This blog post will talk you through an example of:
- Where to start with an API call
- How to retrieve data from an API
- How to prepare the data to use
APIs can vary and will have different levels of authentication required. They will also vary in terms of the detail of the accompanying documentation.
Luckily, in this example, the documentation gives us some clear and helpful information to get us started! See this link: https://rickandmortyapi.com/documentation
In this case, we are using a REST API. Just below the title we are given a URL to show us the Base URL. This is the root of the API to which we can add endpoints to access specific information.
INPUT
Step 1
In Alteryx Designer, we will begin by putting a Text Input tool on the canvas and inserting this Base URL into a cell and changing the header to ‘url’.
In this instance, we are trying to retrieve data (a GET request) and this is indicated in the documentation. What’s even more helpful is that we are told what type of data we should expect to retrieve, JSON, and within the black box we are shown what we will receive from this API call. Our 3 different endpoints are clearly stated as Characters, Locations and Episodes and we can see the respective endpoints for each.
Step 2
The Download Tool.
This tool can be found by typing in the search box (alternatively, look on the toolbar under the Developer tab). We need this tool to bring back data from a location on the internet into Alteryx.
When we configure the tool, we will automatically start on the Basic tab where we should find our 1 field (url) has been selected in the dropdown menu. We don’t need to change anything, by default “Encode URL Text” should be checked and String should be selected as the Output to a Field.
(Our GET request will be set as the default, which you can find as the HTTP Action under the Payload tab).
When we run this, we are told whether the call has worked by the message brought back in the “DownloadHeaders” field.
We are hoping for “ HTTP/1.1 200 OK “. If not, then go back and check the previous steps have been followed.
Step 3
We were told in the documentation that our API call would bring back JSON data, so our next step is to connect a JSON Parse tool to our Download. This can also be found either by searching or under the Developer tab on the toolbar.
The only configuration we need to do is to select the “DownloadData” field from our dropdown menu.
When we run this, we should find two new fields, JSON_Name and JSON_ValueString.
We’ve now received the results the documentation told us we would receive!
We have a different endpoint (JSON_ValueString) for each of the different resources available.
At this point, we can repeat our process with the Download tool and then the JSON Parse but this time we’re passing these 3 URLs through these tools.
I used a Select Tool to rename JSON_ValueString as “url”, and then connect the Download tool and JSON Parse.
NB. Make sure the “url” field is selected for the Download and “DownloadData” is selected for the JSON Parse.
DATA PREP
We now have data for Characters, Episodes and Locations, however, the documentation has a Pagination section.
I decided just to use Episodes and Characters, so at this point I used a Filter to separate into 2 streams of data, one for Characters and one for Episodes. However, I performed the same steps on each of these streams until just before I joined them.
This means that there is potentially more than one page of data for our endpoints.
Therefore, we need to find a way to bring back all the pages.
When we look at the data we have brought back, we can see that we have some extra information as well as our results. The two rows that are most helpful to us tell us that there are 3 pages in total and then we are given the URL for the next page.
- Filter the data to keep the rows where JSON_Name contains “info.”
- Text to Columns into 2 columns with a . delimiter
- Select to rename JSON_Name2 as Header
- Crosstab with Header as Column Headers and JSON_ValueString as Values, tick Concatenate
Now, we want to create an API call for every page.

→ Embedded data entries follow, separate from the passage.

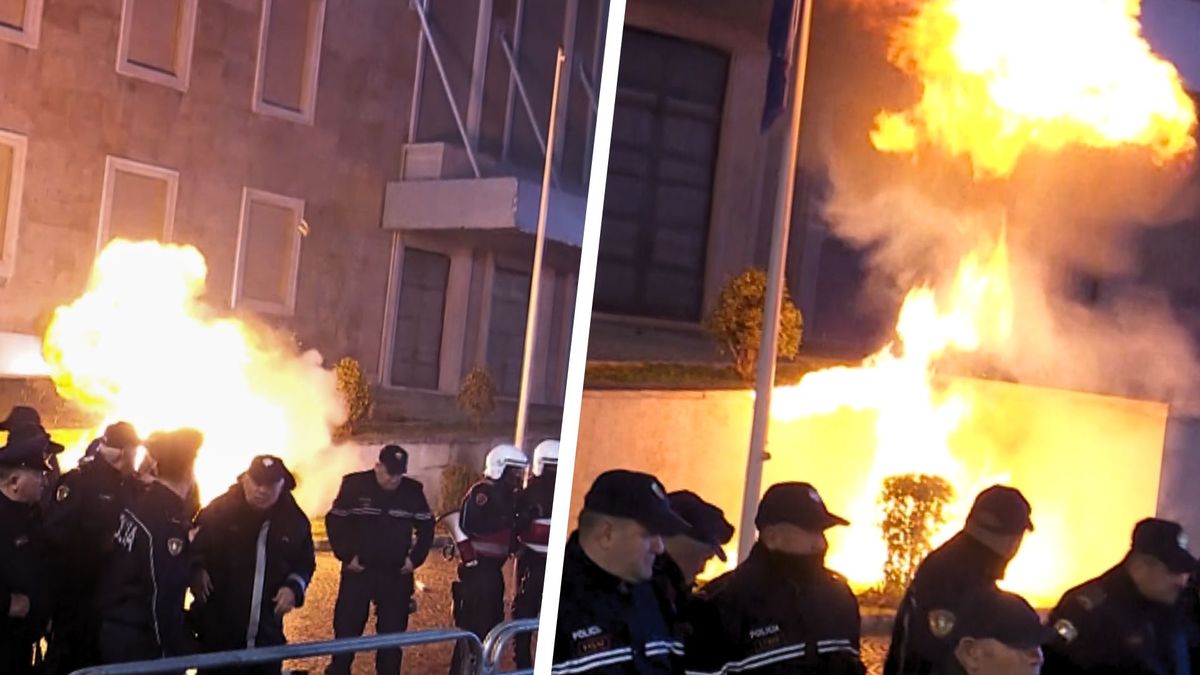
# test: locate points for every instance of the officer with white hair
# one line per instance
(487, 519)
(534, 506)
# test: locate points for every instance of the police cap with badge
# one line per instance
(706, 523)
(635, 496)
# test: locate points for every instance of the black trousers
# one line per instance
(478, 602)
(391, 595)
(527, 602)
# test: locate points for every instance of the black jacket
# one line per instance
(83, 515)
(381, 527)
(607, 626)
(954, 569)
(22, 572)
(147, 575)
(1108, 627)
(775, 614)
(250, 555)
(489, 518)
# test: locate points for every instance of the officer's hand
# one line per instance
(18, 607)
(202, 585)
(285, 601)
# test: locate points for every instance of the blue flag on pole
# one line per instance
(785, 18)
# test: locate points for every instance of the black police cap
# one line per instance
(796, 503)
(27, 452)
(1006, 617)
(1002, 509)
(21, 416)
(394, 459)
(1167, 542)
(706, 523)
(635, 496)
(269, 470)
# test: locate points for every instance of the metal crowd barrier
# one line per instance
(300, 650)
(498, 638)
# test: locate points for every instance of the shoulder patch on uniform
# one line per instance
(1066, 629)
(1090, 597)
(941, 622)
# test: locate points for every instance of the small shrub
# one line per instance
(736, 322)
(477, 396)
(355, 394)
(915, 507)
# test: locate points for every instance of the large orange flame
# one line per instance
(141, 346)
(1000, 79)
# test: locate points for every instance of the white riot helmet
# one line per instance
(545, 453)
(503, 457)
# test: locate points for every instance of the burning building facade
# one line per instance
(966, 169)
(312, 156)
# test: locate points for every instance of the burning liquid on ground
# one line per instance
(142, 346)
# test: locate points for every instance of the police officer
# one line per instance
(534, 506)
(996, 633)
(972, 560)
(489, 519)
(1128, 619)
(142, 590)
(610, 621)
(381, 529)
(252, 560)
(23, 593)
(688, 554)
(780, 610)
(84, 513)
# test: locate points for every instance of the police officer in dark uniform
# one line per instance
(381, 529)
(79, 525)
(996, 633)
(972, 560)
(252, 560)
(610, 621)
(489, 520)
(687, 554)
(24, 597)
(1128, 620)
(534, 507)
(781, 610)
(142, 590)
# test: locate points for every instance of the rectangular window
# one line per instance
(156, 41)
(505, 329)
(138, 202)
(21, 22)
(665, 131)
(289, 59)
(420, 314)
(12, 178)
(268, 252)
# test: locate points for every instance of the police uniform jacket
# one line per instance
(921, 634)
(607, 626)
(535, 505)
(775, 614)
(147, 574)
(250, 555)
(1108, 627)
(22, 572)
(381, 527)
(79, 525)
(489, 519)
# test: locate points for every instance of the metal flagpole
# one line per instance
(766, 375)
(535, 278)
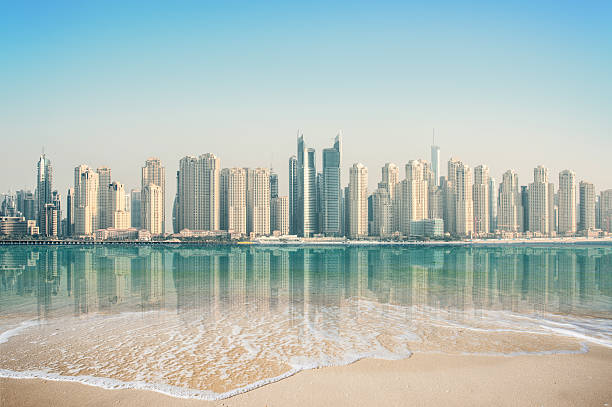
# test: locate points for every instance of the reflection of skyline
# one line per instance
(209, 282)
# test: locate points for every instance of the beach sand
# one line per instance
(422, 380)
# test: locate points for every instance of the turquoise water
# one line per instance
(210, 322)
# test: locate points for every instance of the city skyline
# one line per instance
(113, 92)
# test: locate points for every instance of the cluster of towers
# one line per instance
(245, 201)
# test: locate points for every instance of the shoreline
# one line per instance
(521, 242)
(423, 379)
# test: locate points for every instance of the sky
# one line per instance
(508, 84)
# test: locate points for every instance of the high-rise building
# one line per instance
(86, 189)
(435, 164)
(414, 196)
(104, 208)
(50, 226)
(331, 189)
(358, 201)
(258, 201)
(293, 195)
(464, 204)
(199, 193)
(234, 200)
(605, 210)
(152, 204)
(136, 208)
(567, 202)
(480, 197)
(279, 208)
(587, 206)
(492, 205)
(510, 206)
(44, 187)
(539, 217)
(307, 190)
(153, 173)
(391, 181)
(70, 212)
(117, 212)
(273, 184)
(524, 218)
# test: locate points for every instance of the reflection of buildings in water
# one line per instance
(306, 279)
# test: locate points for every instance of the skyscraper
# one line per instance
(258, 201)
(414, 196)
(153, 173)
(464, 204)
(152, 203)
(136, 209)
(492, 205)
(435, 164)
(330, 201)
(117, 211)
(293, 195)
(86, 189)
(44, 186)
(605, 210)
(539, 217)
(390, 180)
(587, 206)
(480, 196)
(567, 202)
(509, 214)
(273, 184)
(307, 190)
(70, 212)
(234, 200)
(199, 193)
(279, 208)
(104, 209)
(358, 201)
(381, 212)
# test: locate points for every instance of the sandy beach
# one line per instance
(422, 380)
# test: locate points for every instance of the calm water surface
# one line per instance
(211, 322)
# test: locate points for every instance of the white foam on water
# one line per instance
(164, 352)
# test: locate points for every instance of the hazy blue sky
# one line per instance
(510, 85)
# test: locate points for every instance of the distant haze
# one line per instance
(105, 84)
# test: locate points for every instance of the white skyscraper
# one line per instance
(198, 193)
(153, 173)
(279, 208)
(104, 209)
(86, 190)
(508, 215)
(567, 202)
(605, 210)
(258, 201)
(152, 202)
(480, 196)
(233, 200)
(390, 180)
(493, 195)
(119, 215)
(539, 216)
(435, 164)
(382, 212)
(358, 201)
(464, 204)
(306, 210)
(414, 195)
(587, 206)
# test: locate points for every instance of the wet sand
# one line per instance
(422, 380)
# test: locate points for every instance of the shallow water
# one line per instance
(212, 322)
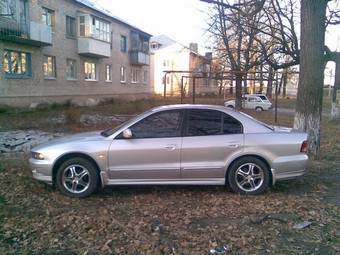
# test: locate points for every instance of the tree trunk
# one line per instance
(285, 78)
(245, 85)
(238, 99)
(310, 90)
(280, 85)
(334, 112)
(261, 79)
(270, 83)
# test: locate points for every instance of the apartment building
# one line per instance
(171, 63)
(53, 51)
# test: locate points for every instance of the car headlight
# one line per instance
(37, 155)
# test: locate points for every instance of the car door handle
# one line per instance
(170, 147)
(233, 145)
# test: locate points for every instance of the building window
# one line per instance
(123, 43)
(90, 71)
(5, 8)
(166, 63)
(134, 75)
(82, 26)
(108, 73)
(145, 76)
(71, 69)
(16, 64)
(71, 30)
(49, 67)
(48, 17)
(154, 46)
(101, 30)
(122, 74)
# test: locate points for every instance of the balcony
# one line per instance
(90, 47)
(34, 34)
(139, 58)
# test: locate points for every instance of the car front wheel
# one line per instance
(248, 175)
(77, 177)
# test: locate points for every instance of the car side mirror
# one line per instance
(127, 134)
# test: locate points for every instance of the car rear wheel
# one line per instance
(248, 175)
(77, 177)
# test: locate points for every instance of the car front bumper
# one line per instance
(41, 170)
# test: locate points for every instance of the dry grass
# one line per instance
(37, 219)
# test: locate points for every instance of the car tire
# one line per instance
(77, 177)
(248, 175)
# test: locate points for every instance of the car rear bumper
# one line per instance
(41, 170)
(285, 168)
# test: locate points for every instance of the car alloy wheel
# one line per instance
(249, 177)
(76, 179)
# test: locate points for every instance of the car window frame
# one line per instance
(185, 123)
(181, 111)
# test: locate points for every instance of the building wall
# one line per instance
(39, 89)
(171, 58)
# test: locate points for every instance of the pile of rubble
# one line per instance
(23, 141)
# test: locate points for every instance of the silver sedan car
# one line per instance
(177, 144)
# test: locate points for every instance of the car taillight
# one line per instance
(304, 147)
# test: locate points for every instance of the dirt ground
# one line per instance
(37, 219)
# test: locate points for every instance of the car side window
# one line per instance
(204, 122)
(231, 125)
(159, 125)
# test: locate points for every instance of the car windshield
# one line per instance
(260, 122)
(111, 131)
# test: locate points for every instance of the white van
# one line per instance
(258, 102)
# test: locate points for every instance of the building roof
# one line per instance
(95, 6)
(163, 41)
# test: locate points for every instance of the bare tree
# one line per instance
(234, 40)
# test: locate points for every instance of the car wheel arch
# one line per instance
(70, 155)
(249, 155)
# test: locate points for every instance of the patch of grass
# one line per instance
(2, 200)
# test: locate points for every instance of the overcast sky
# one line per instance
(181, 20)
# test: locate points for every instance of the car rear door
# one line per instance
(153, 153)
(209, 138)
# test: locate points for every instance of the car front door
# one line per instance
(153, 151)
(209, 138)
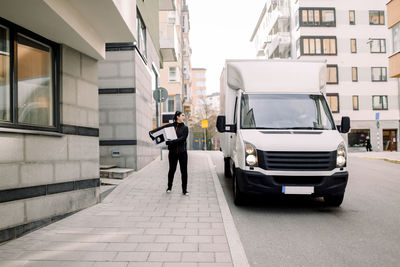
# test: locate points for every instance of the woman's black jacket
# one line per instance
(182, 132)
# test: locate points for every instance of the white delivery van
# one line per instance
(278, 133)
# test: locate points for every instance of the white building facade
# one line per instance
(353, 38)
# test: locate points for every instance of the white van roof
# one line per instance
(278, 76)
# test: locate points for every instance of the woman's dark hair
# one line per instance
(178, 113)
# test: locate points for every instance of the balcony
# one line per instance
(280, 41)
(168, 41)
(394, 65)
(166, 5)
(276, 14)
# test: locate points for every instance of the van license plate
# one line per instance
(298, 190)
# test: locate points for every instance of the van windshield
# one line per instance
(285, 111)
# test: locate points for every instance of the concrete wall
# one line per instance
(28, 160)
(117, 111)
(127, 117)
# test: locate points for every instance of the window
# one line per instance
(355, 102)
(378, 74)
(376, 17)
(354, 74)
(352, 17)
(173, 74)
(5, 93)
(324, 45)
(320, 17)
(171, 103)
(379, 102)
(357, 137)
(333, 102)
(396, 37)
(141, 33)
(353, 45)
(332, 74)
(29, 98)
(377, 45)
(200, 75)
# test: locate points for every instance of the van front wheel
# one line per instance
(238, 196)
(334, 200)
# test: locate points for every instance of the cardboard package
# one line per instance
(163, 135)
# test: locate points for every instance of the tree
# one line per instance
(206, 112)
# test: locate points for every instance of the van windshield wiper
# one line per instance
(305, 128)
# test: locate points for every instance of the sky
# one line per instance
(219, 30)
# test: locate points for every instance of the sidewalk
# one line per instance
(393, 157)
(139, 224)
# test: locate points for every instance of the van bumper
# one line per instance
(253, 182)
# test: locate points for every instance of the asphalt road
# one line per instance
(364, 231)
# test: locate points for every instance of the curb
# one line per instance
(385, 159)
(238, 254)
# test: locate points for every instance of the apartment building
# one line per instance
(199, 94)
(127, 78)
(49, 121)
(352, 37)
(175, 74)
(393, 14)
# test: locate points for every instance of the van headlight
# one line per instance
(341, 156)
(250, 155)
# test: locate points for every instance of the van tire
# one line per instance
(227, 167)
(238, 196)
(334, 200)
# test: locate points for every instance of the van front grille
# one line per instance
(297, 161)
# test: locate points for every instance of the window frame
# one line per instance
(358, 102)
(381, 97)
(380, 50)
(354, 17)
(380, 13)
(321, 39)
(354, 80)
(372, 76)
(141, 26)
(314, 24)
(355, 45)
(55, 57)
(338, 102)
(337, 73)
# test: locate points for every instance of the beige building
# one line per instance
(199, 95)
(393, 10)
(353, 38)
(49, 104)
(175, 74)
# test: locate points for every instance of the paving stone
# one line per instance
(198, 239)
(181, 247)
(198, 257)
(137, 225)
(165, 256)
(132, 256)
(152, 247)
(169, 239)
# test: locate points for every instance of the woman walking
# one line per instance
(177, 151)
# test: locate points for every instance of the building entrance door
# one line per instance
(390, 140)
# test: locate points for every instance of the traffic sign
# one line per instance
(160, 94)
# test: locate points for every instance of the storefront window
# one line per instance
(29, 95)
(357, 137)
(4, 74)
(35, 92)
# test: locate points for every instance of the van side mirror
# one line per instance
(223, 127)
(345, 125)
(221, 123)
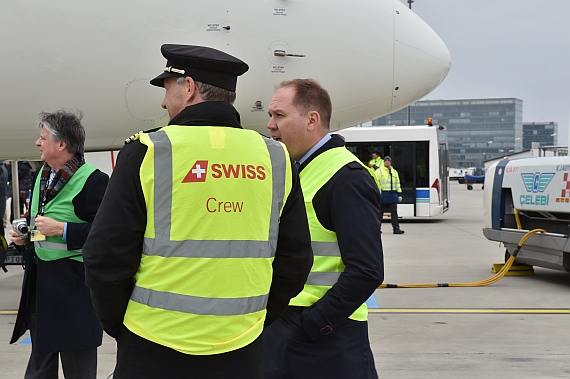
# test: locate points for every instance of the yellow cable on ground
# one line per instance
(485, 282)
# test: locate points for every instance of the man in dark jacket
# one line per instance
(55, 303)
(324, 332)
(170, 339)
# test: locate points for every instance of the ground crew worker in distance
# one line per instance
(391, 192)
(376, 162)
(324, 332)
(203, 236)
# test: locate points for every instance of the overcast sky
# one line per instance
(506, 48)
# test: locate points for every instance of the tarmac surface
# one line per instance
(518, 327)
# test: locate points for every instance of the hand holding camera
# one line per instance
(20, 231)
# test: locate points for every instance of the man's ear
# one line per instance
(313, 119)
(192, 94)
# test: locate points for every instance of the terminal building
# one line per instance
(477, 129)
(545, 133)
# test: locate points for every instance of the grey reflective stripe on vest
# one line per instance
(206, 249)
(162, 184)
(161, 245)
(279, 169)
(199, 305)
(54, 246)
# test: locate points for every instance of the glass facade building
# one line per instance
(477, 129)
(544, 133)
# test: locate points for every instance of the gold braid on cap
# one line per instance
(176, 70)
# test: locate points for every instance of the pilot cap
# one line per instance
(203, 64)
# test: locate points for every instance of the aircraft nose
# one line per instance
(421, 59)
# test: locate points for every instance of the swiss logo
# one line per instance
(197, 173)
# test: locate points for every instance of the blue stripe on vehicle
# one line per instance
(422, 194)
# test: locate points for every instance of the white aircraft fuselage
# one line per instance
(373, 56)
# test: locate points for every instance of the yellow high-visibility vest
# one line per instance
(327, 264)
(214, 196)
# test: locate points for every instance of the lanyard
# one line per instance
(43, 200)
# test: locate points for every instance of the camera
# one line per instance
(20, 226)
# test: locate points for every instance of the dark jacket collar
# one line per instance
(208, 113)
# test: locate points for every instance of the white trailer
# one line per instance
(525, 194)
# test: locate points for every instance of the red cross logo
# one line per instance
(197, 173)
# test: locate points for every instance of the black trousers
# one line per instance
(291, 354)
(138, 358)
(392, 208)
(80, 364)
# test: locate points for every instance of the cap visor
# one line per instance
(159, 80)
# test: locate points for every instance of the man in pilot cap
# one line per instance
(202, 237)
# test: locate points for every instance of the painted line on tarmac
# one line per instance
(473, 310)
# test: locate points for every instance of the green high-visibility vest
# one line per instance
(60, 208)
(214, 196)
(327, 264)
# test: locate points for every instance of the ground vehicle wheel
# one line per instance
(508, 255)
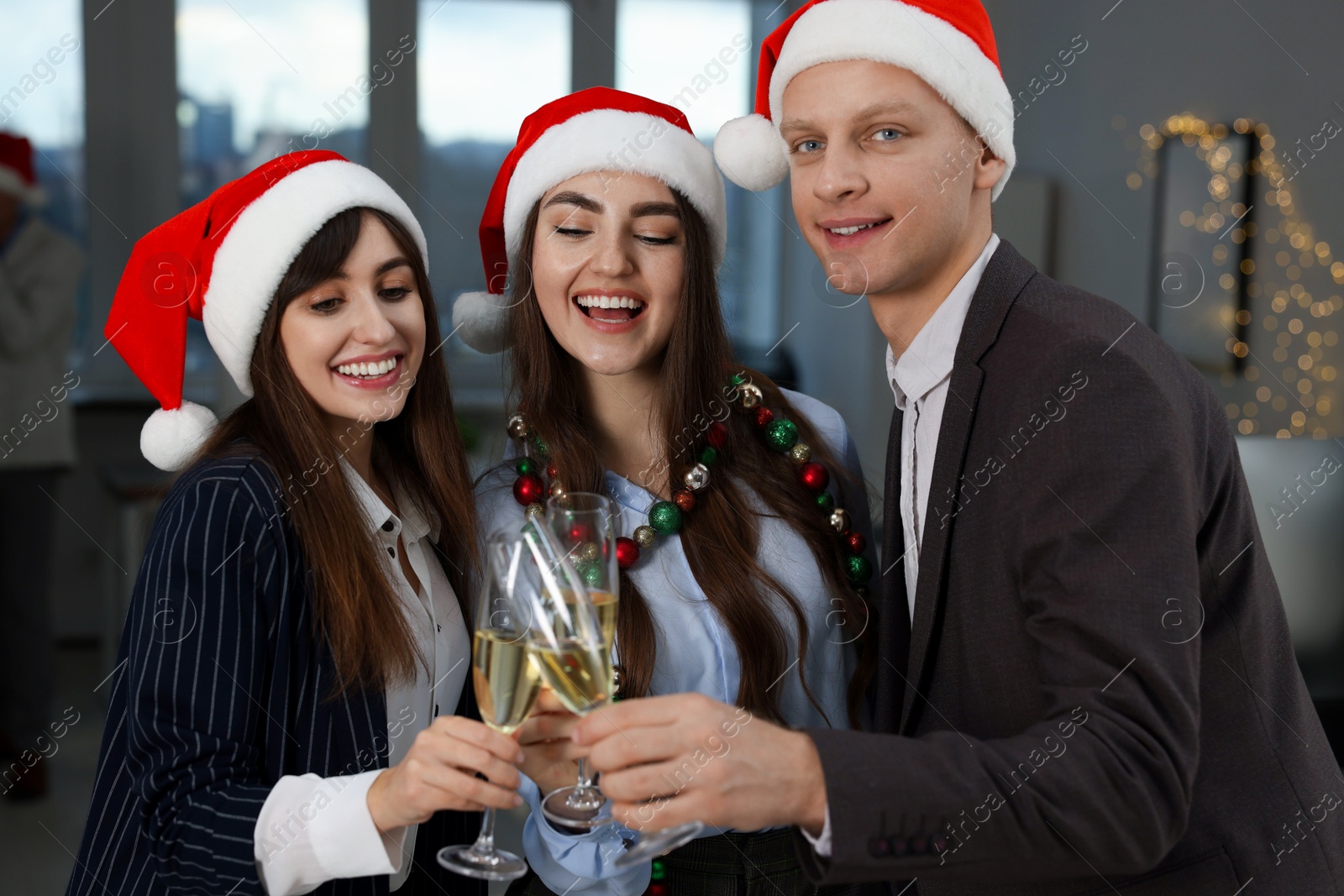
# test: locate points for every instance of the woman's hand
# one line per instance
(438, 773)
(550, 755)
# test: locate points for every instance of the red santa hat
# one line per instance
(948, 43)
(595, 129)
(17, 174)
(221, 262)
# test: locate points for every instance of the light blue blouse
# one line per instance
(696, 651)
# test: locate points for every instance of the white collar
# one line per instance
(376, 513)
(927, 360)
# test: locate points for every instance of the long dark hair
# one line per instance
(356, 609)
(722, 535)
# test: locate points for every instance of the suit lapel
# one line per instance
(1005, 277)
(894, 610)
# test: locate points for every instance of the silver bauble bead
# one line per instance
(840, 520)
(696, 477)
(644, 537)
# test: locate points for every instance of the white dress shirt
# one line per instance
(313, 829)
(920, 380)
(921, 383)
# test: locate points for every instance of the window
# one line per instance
(472, 101)
(259, 78)
(42, 98)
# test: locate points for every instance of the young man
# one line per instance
(1086, 679)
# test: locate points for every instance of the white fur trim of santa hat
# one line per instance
(265, 241)
(13, 184)
(624, 141)
(886, 31)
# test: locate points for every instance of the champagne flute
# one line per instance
(506, 683)
(585, 526)
(575, 661)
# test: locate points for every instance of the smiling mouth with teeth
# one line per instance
(611, 309)
(847, 231)
(370, 371)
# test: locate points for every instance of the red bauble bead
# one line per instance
(528, 490)
(627, 553)
(813, 476)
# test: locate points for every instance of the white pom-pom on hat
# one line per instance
(171, 438)
(480, 320)
(750, 154)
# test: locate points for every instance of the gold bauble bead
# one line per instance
(644, 537)
(750, 396)
(840, 520)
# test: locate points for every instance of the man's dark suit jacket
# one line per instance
(1099, 691)
(221, 688)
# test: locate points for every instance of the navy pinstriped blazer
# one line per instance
(221, 688)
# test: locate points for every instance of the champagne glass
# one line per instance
(506, 683)
(581, 531)
(585, 527)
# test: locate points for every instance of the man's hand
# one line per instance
(667, 761)
(550, 754)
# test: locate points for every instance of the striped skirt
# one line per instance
(734, 864)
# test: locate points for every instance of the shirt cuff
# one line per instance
(822, 842)
(313, 829)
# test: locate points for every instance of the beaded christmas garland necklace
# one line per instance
(667, 517)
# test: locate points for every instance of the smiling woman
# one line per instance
(335, 613)
(741, 578)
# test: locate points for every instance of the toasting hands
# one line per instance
(667, 761)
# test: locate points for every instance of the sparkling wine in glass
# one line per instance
(506, 681)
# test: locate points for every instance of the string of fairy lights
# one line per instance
(1289, 392)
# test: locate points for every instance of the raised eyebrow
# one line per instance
(570, 197)
(393, 264)
(652, 208)
(893, 107)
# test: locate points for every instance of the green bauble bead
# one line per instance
(858, 569)
(665, 517)
(781, 434)
(591, 573)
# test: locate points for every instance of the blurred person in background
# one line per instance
(39, 275)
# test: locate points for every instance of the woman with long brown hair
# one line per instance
(282, 715)
(743, 510)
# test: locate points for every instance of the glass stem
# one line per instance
(585, 777)
(484, 844)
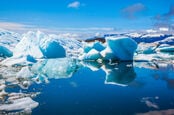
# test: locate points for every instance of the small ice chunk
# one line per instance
(92, 55)
(19, 104)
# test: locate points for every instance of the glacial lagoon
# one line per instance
(66, 86)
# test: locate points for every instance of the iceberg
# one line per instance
(19, 104)
(55, 68)
(166, 49)
(38, 45)
(5, 52)
(117, 48)
(92, 55)
(121, 48)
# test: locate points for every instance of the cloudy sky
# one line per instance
(93, 14)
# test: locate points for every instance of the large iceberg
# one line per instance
(117, 48)
(38, 45)
(55, 68)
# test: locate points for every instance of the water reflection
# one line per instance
(16, 97)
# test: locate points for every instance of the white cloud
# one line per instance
(75, 4)
(11, 26)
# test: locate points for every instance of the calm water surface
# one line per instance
(70, 87)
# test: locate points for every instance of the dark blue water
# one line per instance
(112, 89)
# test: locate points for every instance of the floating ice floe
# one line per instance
(117, 48)
(37, 45)
(19, 104)
(55, 68)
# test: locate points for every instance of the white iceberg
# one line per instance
(19, 104)
(5, 52)
(55, 68)
(122, 48)
(92, 55)
(38, 45)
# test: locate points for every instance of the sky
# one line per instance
(91, 14)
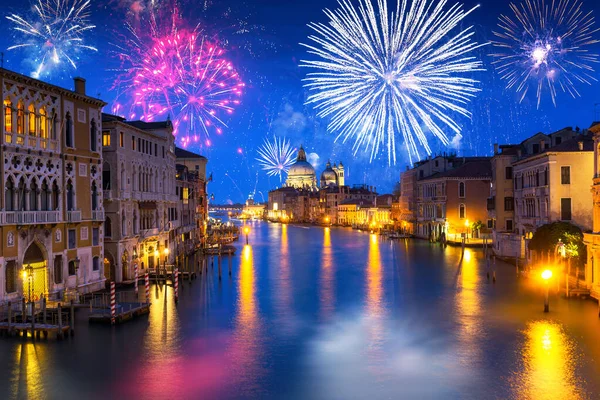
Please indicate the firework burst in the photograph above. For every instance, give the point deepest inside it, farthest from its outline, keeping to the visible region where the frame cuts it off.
(180, 74)
(383, 73)
(544, 45)
(276, 157)
(54, 34)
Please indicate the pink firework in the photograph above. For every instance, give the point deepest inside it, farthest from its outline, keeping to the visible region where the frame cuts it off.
(180, 75)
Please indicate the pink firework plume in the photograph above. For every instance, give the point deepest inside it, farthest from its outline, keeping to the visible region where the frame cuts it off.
(179, 74)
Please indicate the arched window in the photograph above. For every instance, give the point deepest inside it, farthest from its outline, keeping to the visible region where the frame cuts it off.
(43, 123)
(93, 135)
(10, 277)
(55, 196)
(94, 196)
(58, 269)
(9, 195)
(7, 116)
(68, 130)
(33, 199)
(106, 176)
(107, 227)
(45, 203)
(70, 196)
(32, 121)
(21, 118)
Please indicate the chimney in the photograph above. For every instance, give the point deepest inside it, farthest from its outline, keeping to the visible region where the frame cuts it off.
(79, 85)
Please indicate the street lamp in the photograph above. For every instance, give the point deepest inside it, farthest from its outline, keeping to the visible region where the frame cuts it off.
(546, 275)
(246, 231)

- Generate Rows leave everything as default but set our new “pages” field as the upper limit.
- Select Tool to change the data type of “RowCount” to String (otherwise the next step will produce an error).
- Formula Tool to create a URL for every page of data
Now we can send an API call for every page!!
Repeat our Download process again followed by the JSON Parse.
At this point, we just want to use our results data.
- Filter JSON_Name contains “results.”
- Regex Tool used on JSON_Name to parse the header and the grouping within the text. Expression - results\.(\d+)\.(.*)
We then want to Crosstab our data so that our headers create new columns, however, I found that the group number restarted on each page which resulted in multiple values ending up in the same cells.
To avoid this I used the Formula Tool to create a combination of page number and group as the new grouping ID.
- Crosstab Select Header as the Column Headers, JSON_ValueString as the Values and tick Group and Concatenate as Group data by and Aggregation respectively.
PREPARE FOR JOIN
This is when we want to structure our different streams of data slightly differently, which will allow us to join them.
With the Episode data I used Transpose with all the characters as the Data columns and I kept everything apart from “url” in the Key columns.
This gives us a row for each character within an episode.
I then parsed out the Character ID from the end of the Value column, using Regex.
This ID can then be used in the join.
- Join - Character ID = id
Hopefully at this point, you can remove any additional unwanted columns.
I have kept 11 columns and ended with 1,037 rows.
And there you have it! Enjoy visualizing your Rick and Morty data!!